There’s this note classifier module that might be helpful for this: VCV Library - Sparkette’s Stuff Note Classifier. There are gates that turn on depending on the note so you could hook one up to each sequencer and then route the corresponding gates through logic and use the output from the AND gate. Of course it will be slightly more complicated to make it work for either case
where seq 1 == D# AND seq 2 == A#
OR
where seq 1 == A# AND seq 2 == D#
@ karlderletzte Oh sorry, yes, it was obviously a problem with the AND output. But I’m not sure of what you advice me to check ? I’ve checked the voltage, AND activates when they are the same but also when they are 1.250 and 1.833
LOGIC works on binary gate signals - Each input is classified as being either High (on), or Low (off).

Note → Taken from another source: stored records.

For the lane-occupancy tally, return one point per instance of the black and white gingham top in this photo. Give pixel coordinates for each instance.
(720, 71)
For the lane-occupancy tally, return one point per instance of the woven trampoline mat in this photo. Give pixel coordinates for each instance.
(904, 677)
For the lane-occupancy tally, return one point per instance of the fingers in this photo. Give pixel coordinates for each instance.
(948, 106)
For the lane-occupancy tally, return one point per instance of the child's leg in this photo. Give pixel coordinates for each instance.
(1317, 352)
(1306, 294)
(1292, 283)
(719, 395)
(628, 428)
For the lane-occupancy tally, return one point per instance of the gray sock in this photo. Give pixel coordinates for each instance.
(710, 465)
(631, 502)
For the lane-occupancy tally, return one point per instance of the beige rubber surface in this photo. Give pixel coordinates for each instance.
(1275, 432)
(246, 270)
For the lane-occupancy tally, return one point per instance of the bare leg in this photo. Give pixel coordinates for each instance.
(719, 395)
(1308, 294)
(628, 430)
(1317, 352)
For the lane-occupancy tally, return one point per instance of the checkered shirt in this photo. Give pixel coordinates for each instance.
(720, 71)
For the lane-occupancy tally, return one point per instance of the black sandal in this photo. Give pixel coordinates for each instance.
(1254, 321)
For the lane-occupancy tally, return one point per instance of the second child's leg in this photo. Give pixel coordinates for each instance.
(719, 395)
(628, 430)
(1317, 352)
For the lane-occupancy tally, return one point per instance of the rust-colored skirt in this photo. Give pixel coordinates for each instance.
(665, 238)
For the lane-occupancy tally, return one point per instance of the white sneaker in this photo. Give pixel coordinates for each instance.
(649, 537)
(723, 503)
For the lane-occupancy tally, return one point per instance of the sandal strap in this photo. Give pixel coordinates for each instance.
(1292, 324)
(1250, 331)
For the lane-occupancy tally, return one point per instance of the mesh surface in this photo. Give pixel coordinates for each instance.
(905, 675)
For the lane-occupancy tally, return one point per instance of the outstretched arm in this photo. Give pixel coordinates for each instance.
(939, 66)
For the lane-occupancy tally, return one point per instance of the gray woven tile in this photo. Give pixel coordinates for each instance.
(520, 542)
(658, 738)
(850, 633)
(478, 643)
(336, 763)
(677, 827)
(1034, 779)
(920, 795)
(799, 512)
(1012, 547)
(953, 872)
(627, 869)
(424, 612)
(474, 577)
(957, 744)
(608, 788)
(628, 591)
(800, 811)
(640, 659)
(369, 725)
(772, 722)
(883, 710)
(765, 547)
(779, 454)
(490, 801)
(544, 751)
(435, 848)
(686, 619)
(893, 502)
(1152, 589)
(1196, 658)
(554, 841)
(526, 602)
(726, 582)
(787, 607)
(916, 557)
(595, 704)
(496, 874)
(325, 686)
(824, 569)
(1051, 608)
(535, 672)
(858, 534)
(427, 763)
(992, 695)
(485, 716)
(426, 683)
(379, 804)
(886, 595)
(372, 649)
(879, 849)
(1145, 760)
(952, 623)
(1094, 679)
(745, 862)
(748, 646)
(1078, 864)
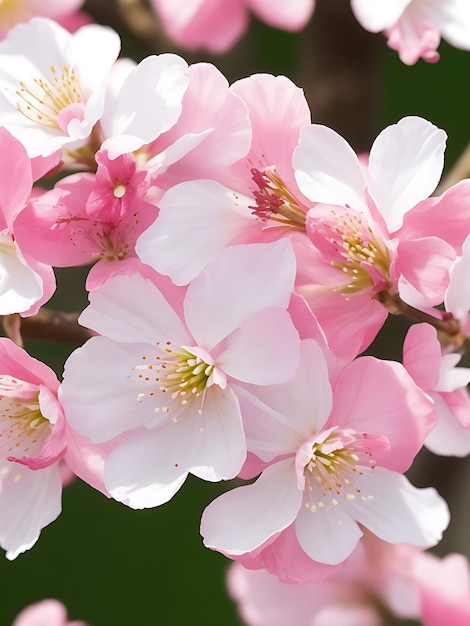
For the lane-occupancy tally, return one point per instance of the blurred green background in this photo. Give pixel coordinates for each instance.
(112, 566)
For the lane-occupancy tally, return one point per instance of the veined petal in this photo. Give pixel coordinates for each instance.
(197, 220)
(209, 440)
(405, 165)
(124, 309)
(100, 393)
(396, 511)
(239, 283)
(141, 472)
(327, 169)
(242, 519)
(328, 534)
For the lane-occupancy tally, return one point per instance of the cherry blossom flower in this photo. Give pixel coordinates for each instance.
(376, 585)
(47, 612)
(335, 460)
(228, 209)
(89, 217)
(444, 586)
(32, 441)
(446, 384)
(25, 283)
(414, 27)
(53, 83)
(217, 25)
(158, 383)
(377, 234)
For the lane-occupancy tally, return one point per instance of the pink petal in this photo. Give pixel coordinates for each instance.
(405, 165)
(396, 511)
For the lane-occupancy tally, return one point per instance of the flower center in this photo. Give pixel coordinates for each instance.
(180, 374)
(274, 201)
(348, 243)
(52, 103)
(23, 428)
(329, 464)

If you want to compare free ranging voltages then you need a comparator. There are many out there. If you are using identical digital quantizers than you can probably look for exact matches. But to be safe you might want to set a tolerance for equivalency, meaning you want a windowed comparator.
There are lots of comparator modules to choose from. Of course I am rather partial to my Venom WinComp module.
Plug one quantizer output into A and the other into B. The A=B output will go high whenever A and B are the same. To add a tolerance simply turn the TOL offset a bit off of zero. A tolerance of 0.04 is close to a quarter tone, meaning if A is within one quarter tone of B, then the gate is high.